After a brief respite, political ads return to Colorado's TV screens this week. And there’s a hint of the deluge to come in the fall.
U.S. Sen. Michael Bennet is airing his first ad starting Thursday through April 18 in Denver and Colorado Springs. The Republicans haven't yet decided on who they will endorse to oppose Bennet.
The ad, titled “Treasure,” focuses on Bennet’s success in allowing craft brewers to sell leftover grains to local farmers.
The Bennet campaign is spending nearly $289,000 to air the ad almost 400 times on at least eight stations.
About a dozen candidates are vying for the Republican nomination to challenge Bennet. Four turned in petitions that must be verified by the Secretary of State. Others will try to make the June 28 ballot at the GOP state assembly this weekend in Colorado Springs.
Senate candidate Jon Keyser’s used the opportunity to send a news release bashing Bennet on foreign policy. GOP party spokesman Kyle Kohli echoed the criticism.
“It definitely shows that Democrats are concerned about this seat,” he said.
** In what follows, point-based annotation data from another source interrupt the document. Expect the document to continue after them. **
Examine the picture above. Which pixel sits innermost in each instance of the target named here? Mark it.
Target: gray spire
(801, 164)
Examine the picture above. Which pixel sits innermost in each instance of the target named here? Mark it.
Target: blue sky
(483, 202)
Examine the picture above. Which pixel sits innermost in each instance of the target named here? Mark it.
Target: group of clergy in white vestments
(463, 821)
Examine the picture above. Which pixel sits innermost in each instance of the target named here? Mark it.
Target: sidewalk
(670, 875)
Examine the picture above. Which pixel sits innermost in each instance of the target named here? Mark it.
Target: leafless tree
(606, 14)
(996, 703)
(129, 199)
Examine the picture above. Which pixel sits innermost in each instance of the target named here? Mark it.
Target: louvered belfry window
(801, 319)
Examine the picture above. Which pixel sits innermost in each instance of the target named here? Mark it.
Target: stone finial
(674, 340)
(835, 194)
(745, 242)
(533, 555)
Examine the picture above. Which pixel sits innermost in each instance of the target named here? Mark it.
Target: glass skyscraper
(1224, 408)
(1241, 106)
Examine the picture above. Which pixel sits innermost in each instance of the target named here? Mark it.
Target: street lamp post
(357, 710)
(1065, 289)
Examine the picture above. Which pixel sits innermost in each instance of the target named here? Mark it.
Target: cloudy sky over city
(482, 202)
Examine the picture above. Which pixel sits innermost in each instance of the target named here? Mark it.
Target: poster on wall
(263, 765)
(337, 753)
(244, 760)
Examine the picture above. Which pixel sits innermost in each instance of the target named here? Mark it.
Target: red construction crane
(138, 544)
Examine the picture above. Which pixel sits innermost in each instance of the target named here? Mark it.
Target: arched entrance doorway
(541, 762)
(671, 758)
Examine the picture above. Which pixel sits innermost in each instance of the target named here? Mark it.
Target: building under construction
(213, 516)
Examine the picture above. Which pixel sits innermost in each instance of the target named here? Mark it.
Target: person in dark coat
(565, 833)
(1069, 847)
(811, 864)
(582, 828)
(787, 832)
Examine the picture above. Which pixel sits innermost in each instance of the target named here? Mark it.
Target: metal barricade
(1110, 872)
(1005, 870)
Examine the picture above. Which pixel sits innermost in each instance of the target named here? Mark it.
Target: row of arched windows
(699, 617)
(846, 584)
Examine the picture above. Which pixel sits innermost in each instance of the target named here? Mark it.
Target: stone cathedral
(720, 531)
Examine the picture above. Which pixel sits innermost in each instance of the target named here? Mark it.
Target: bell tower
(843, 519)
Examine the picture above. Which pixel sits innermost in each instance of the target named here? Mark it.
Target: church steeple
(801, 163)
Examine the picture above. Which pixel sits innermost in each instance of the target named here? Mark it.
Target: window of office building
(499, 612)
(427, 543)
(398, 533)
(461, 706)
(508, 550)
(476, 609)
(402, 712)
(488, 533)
Here’s a look at the stations that have reported Bennet ads to the Federal Communications Commission:
Two years ago, incumbent Democratic Sen. Mark Udall began advertising on April 23 and ran TV spots through Election Day save for a couple of weeks in June. His opponent Republican Cory Gardner – the eventual winner of the contest – ran TV ads from May 26 through Election Day.
Meanwhile, the Democratic presidential nominee isn’t certain yet. But a super PAC supporting Hillary Clinton is already reserving ad time for the fall.
Priorities USA Action, a PAC that accepts unlimited contributions, originally formed in 2008 to support President Barack Obama’s candidacy. It is now backing former senator and Secretary of State Clinton in her efforts to win the White House.
The PAC reserved nearly 3,000 spots at a cost of nearly $3.6 million at five TV stations in Denver and Colorado Springs. It’s likely that some stations have yet to report reserved time to the FCC.
The Colorado reservations are part of a larger, $70 million buy including the swing states of Ohio, Nevada, New Hampshire, Iowa, Virginia and Florida.
Those ads are scheduled to start in early August and continue through Election Day on Nov. 8.
And the PAC is almost certain to add to those reservations, said spokesman Justin Barasky.
“We’ll likely go up during the primary, but it won’t be geared to the primary,” he said. “We intend to spend heavily on radio and other digital."
Barasky said the early contracts allow the PAC to reserve time on popular shows for the fall. Priorities USA is spending $11,000 for 30-second ads on the singing competition The Voice, for example, and up to $15,000 for 30-second ads on Thursday night NFL games.
And the House Majority PAC reserved $681,600 worth of time on three Denver stations for the week before the November election.
Documents filed with the FCC didn’t specify which U.S. House races the ads will target. But incumbent GOP Rep. Mike Coffman is facing a challenge from former state Senate President Morgan Carroll in the 6th Congressional District.
And Democratic state Sen. Gail Schwartz filed papers Thursday with the Federal Election Commission to challenge incumbent Republican Rep. Scott Tipton in the 3rd Congressional District.
Analysis of FCC ad contracts indicates that Democratic campaigns tended to reserve time earlier than Republican campaigns and PACs in 2012 and 2014. While Democrats held early leads, Republican candidates and outside groups ended up spending the most on TV ads in 2014.
Gardner was outspent by Udall in 2014 and faced greater negative TV advertising by outside groups, yet he still managed to defeat the incumbent U.S. senator.